MYOB said it had received interest from investors globally and its main shareholder, Bain Capital, would retain about 58 per cent of the company, after its previous 95 per cent stake was diluted by the new shares.
"In the past six years as a private company, we've transformed MYOB into a wonderfully innovative business that continues to focus on the needs and challenges of SMEs," Reed said. "We will welcome our new investors to participate with us in our growth as more and more small businesses head to the cloud to manage their accounts."
MYOB was founded in 1991 and provides accounting and business management software for customers in New Zealand and Australia, and has spent more than $104 million on research and development (R&D) in the past three years - something Reed said gave the company an edge in the Australasian market.
"By focusing our R&D on Australia and New Zealand, we believe our cloud solutions are an excellent fit for businesses and accountants in this exciting market segment," he said.

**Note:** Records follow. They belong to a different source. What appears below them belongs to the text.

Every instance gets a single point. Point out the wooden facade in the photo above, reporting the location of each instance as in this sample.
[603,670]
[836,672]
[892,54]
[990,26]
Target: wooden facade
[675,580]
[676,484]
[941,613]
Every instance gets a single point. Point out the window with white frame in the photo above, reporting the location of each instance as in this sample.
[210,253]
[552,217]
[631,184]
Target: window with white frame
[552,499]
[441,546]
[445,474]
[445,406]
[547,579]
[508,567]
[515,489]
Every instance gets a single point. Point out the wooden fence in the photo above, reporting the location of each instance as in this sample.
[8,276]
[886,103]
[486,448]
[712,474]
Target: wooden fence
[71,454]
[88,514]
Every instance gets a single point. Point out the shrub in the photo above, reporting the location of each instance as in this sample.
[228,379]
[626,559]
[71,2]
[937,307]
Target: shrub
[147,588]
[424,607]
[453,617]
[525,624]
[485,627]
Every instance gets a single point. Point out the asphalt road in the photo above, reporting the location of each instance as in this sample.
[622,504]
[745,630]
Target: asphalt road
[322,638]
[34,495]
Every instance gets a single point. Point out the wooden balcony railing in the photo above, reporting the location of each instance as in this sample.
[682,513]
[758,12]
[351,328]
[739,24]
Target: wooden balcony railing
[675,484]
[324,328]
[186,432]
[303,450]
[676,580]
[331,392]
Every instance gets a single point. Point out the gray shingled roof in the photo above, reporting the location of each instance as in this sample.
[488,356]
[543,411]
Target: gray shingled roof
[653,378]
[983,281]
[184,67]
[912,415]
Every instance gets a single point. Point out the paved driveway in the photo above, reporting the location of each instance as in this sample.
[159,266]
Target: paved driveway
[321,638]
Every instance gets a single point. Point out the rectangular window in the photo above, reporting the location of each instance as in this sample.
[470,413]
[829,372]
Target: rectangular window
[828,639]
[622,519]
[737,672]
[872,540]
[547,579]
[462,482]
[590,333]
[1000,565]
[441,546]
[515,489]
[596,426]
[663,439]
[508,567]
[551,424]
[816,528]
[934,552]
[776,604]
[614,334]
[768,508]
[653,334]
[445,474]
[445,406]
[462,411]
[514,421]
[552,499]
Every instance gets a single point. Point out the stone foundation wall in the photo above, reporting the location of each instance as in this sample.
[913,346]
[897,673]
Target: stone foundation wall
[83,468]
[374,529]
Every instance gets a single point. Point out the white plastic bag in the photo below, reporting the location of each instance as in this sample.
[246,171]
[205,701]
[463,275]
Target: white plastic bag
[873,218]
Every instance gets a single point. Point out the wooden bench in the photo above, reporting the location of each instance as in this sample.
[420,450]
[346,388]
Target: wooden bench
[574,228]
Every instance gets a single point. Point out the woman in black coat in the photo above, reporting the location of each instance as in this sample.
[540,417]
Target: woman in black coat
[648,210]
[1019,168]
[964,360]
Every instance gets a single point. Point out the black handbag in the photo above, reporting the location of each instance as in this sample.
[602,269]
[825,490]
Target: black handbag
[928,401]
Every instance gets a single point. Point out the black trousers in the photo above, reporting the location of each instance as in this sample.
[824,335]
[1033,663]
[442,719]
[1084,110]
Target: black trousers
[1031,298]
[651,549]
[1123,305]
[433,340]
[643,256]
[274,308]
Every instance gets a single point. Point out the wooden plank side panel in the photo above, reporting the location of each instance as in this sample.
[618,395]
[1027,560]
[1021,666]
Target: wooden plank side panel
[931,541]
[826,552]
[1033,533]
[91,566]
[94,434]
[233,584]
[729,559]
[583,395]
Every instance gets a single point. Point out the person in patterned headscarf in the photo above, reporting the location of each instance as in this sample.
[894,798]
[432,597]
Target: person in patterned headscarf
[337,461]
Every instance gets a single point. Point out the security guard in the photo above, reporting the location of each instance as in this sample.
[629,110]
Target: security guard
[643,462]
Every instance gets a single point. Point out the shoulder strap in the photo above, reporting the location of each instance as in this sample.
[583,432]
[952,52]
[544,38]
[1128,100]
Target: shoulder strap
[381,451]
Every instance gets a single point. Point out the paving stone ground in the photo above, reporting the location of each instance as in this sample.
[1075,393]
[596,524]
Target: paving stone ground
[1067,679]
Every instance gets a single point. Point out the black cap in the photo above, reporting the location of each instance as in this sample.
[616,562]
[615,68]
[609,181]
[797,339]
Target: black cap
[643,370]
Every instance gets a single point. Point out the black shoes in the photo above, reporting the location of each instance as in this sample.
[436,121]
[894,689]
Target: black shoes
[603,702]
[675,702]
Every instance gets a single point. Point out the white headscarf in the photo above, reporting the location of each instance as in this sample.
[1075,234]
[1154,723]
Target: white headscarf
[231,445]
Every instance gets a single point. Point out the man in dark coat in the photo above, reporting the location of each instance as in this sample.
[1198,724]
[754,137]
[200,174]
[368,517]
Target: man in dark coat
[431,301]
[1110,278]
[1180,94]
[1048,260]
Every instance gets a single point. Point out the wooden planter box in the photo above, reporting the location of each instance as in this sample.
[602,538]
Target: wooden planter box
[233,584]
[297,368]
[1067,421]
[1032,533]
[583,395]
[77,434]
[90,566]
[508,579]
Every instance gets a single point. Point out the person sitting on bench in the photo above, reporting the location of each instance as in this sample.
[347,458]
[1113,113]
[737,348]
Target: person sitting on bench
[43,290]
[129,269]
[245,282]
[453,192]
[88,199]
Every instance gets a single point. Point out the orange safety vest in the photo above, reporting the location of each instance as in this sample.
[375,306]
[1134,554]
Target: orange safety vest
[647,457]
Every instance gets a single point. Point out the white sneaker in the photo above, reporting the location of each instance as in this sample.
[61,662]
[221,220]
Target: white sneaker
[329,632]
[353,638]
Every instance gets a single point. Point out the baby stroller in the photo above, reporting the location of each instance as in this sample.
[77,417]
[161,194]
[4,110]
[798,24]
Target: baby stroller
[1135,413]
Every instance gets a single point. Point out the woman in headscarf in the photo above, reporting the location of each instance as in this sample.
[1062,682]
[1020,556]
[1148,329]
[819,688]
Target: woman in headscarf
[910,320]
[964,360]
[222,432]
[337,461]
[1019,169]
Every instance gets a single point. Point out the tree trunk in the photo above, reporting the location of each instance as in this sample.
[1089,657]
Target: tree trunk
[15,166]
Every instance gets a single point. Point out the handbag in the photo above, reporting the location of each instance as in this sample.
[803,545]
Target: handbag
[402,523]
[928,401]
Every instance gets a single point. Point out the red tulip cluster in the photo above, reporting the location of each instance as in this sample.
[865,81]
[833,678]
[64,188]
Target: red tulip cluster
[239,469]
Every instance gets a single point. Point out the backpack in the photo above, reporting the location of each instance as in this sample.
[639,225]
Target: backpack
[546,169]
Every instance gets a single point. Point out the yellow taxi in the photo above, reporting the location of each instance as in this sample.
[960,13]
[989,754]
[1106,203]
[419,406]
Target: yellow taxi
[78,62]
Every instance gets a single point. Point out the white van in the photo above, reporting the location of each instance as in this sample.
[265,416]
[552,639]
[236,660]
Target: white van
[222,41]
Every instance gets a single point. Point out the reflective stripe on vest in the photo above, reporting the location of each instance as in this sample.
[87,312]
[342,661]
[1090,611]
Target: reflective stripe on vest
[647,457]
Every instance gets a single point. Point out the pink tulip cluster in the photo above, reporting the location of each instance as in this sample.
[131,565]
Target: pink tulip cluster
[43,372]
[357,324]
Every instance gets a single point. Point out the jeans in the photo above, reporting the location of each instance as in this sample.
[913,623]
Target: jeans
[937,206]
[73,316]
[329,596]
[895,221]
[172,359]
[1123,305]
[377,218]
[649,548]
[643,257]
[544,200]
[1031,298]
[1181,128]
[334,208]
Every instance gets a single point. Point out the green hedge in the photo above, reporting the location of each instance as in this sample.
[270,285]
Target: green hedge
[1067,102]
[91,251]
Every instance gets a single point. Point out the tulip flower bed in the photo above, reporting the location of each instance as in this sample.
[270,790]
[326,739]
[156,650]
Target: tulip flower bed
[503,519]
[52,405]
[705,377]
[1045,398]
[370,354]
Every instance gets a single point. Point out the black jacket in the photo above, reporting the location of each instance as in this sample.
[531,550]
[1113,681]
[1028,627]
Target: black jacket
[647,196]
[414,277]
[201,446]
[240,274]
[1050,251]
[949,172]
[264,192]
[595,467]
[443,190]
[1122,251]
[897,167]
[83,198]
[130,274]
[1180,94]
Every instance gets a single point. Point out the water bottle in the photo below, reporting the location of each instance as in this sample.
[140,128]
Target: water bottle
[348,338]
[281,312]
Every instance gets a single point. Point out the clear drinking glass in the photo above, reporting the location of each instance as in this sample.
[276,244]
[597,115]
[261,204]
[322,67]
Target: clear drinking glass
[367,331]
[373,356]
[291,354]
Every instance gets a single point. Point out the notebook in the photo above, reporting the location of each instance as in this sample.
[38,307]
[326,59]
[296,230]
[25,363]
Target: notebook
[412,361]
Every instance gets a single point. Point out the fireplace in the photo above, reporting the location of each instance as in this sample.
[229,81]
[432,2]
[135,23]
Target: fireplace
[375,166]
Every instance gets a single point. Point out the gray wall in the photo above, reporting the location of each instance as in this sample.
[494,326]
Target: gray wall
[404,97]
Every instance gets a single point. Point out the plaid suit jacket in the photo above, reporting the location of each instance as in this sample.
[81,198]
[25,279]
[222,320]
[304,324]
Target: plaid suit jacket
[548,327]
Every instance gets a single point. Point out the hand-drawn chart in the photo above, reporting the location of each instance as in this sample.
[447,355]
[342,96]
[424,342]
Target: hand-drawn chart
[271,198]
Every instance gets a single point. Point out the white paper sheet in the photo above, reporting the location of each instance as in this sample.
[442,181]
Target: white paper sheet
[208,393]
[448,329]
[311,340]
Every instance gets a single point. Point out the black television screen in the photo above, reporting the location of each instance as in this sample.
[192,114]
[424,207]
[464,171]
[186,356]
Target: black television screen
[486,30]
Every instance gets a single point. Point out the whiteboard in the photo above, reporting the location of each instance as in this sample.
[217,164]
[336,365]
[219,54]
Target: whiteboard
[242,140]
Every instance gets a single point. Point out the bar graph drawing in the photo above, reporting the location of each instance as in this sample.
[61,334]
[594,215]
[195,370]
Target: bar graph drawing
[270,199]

Xero and MYOB are viewed as major rivals in the online accounting space. Before the listing, analysts had said they were sceptical about how much the listing would affect Xero, with Forsyth Barr analyst Blair Galpin saying the offer had been flagged for a long time and was unlikely to affect Xero's share price.
"It's been well known and it's no surprise to the market that it is actually happening," Galpin said. "The real question that there will be is - how successful is the IPO?"